Both are self-described deficit hawks, but don’t have much to say about how much the federal debt and deficit has gone up under President Trump’s leadership even before the novel coronavirus began laying waste to the U.S. economy.

And they both fear what a Democratic takeover of Washington might mean for the country. Like some of the Republicans running in the Pinellas County District 13 race this summer, Franklin cites Democrats like Alexandria Ocasio-Cortez and her “Squad” cohorts.

“I think we’re in a fundamental shift here whether we want a democracy and a republic, or if we want to go down the path of socialism,” Franklin says. “Is it capitalism or socialism? And I feel that the principals of capitalism and free markets have made our country what it has been for these last 240 years or so, and I just don’t want to see that change.”

“Our liberties will continue to be constrained and limited,” Spano says when asked his thoughts if Joe Biden and the Democrats win in November. “I think our businesses and our economy will go down. I think we’ll spend more money than we already have spent. I think around the world we’ll have less influence.
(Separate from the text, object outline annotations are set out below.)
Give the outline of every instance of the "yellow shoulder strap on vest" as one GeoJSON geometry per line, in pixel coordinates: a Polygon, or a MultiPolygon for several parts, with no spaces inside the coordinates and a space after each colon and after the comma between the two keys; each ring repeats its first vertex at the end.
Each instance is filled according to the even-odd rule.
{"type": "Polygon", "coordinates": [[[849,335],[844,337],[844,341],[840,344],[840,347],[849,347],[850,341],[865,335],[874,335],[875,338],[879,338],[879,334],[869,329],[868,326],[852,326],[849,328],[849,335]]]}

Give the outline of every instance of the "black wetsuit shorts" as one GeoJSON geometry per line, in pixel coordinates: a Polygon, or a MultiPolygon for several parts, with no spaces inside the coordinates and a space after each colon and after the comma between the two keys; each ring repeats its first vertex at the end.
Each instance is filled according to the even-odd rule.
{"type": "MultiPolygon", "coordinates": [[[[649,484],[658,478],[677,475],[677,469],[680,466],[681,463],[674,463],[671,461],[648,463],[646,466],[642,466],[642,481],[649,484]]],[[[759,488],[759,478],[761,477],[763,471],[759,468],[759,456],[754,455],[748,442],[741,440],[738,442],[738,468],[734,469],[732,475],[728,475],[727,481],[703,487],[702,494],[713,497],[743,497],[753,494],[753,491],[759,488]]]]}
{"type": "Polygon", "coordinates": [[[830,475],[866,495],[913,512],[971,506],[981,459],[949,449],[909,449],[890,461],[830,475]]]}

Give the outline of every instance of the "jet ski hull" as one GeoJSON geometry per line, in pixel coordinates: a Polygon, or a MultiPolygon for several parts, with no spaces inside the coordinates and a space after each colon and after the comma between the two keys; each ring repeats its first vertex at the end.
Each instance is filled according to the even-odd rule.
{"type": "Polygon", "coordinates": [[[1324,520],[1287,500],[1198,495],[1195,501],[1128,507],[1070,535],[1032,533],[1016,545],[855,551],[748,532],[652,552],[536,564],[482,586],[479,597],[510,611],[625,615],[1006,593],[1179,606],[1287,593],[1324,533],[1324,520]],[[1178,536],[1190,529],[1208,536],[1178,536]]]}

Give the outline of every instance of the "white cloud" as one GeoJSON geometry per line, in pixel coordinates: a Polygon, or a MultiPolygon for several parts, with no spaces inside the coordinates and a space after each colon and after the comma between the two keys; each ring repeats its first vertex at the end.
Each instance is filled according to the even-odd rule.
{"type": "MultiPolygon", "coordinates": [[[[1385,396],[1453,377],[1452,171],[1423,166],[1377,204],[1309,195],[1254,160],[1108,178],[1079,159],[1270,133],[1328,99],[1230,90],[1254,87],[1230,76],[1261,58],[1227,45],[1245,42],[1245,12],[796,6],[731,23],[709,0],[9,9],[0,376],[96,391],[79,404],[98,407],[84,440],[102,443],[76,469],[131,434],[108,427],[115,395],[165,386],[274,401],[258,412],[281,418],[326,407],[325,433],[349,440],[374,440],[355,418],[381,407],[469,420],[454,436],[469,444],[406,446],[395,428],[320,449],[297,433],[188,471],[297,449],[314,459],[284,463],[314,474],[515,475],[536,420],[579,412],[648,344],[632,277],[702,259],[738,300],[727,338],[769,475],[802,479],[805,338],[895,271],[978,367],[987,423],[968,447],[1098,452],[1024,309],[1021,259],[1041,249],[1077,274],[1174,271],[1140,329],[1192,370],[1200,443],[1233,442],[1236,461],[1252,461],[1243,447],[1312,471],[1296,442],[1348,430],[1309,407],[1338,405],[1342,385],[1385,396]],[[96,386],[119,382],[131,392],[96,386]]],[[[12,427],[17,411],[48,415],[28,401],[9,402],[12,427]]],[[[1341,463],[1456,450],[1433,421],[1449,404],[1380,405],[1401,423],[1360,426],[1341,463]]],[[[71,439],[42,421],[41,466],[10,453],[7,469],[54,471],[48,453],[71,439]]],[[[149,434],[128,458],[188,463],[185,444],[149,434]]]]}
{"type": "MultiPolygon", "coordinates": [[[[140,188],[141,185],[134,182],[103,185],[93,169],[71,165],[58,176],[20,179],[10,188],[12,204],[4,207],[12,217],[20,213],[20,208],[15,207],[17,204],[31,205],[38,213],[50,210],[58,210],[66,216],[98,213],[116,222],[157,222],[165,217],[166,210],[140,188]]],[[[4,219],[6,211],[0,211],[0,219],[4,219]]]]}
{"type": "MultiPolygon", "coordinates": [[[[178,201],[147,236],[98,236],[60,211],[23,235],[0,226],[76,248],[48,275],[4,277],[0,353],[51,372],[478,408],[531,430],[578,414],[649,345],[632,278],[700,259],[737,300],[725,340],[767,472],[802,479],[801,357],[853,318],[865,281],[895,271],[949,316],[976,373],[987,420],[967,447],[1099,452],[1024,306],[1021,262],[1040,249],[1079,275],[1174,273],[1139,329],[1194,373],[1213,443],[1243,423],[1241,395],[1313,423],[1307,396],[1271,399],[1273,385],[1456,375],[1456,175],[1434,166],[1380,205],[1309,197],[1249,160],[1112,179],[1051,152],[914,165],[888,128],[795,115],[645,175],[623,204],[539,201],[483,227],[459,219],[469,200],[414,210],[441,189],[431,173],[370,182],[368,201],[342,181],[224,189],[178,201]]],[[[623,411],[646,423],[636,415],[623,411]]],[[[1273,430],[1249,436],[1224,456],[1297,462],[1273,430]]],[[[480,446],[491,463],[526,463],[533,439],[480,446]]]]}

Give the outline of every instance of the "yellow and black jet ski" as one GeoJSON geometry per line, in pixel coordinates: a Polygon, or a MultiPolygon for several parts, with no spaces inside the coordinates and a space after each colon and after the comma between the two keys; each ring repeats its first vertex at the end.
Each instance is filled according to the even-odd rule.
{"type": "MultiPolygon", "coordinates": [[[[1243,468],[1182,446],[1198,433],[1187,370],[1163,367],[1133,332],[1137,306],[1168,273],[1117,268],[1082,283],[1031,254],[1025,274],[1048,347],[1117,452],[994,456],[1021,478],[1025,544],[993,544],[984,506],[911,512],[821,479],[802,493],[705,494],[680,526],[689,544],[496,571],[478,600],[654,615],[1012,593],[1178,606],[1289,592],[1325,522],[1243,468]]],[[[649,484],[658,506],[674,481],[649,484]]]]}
I think trade deals with other countries will suffer, and I the American people will ultimately suffer as a result.”

In a district that Donald Trump won by 10 percentage points in 2016, another criticism tossed at both men is insufficient fealty to the president – a bit of a stretch in that Spano has voted with Trump 92 percent of the time.

Franklin similarly hews extremely close to the Trump agenda, and dismisses criticism for a 2009 financial contribution to Democrat Alex Sink when she ran for governor of Florida as a “pathetic Hail-Mary.”

As the campaign fades into the final days, Franklin says he’s more convinced than ever that he’s the last, best hope to keep the longtime Republican seat in conservative hands.

“If we can come into this primary, and knock off a sitting incumbent filing in the middle of March, then it’s clear – it should be clear, that the Democrats would have taken this seat in November. That’s not going to happen.”

Spano fires back.

“That’s ridiculous,” he says, citing his long list of endorsements.

“If they didn’t think that I had the best chance of winning this seat, you can be guaranteed sure that they would not have endorsed me,” he says.

If Spano survives his GOP challenge from Franklin, he’s likely to face for more incoming out-of-state money and campaign attacks against him from Democrat aligned groups who would love nothing more than to knock him off in November.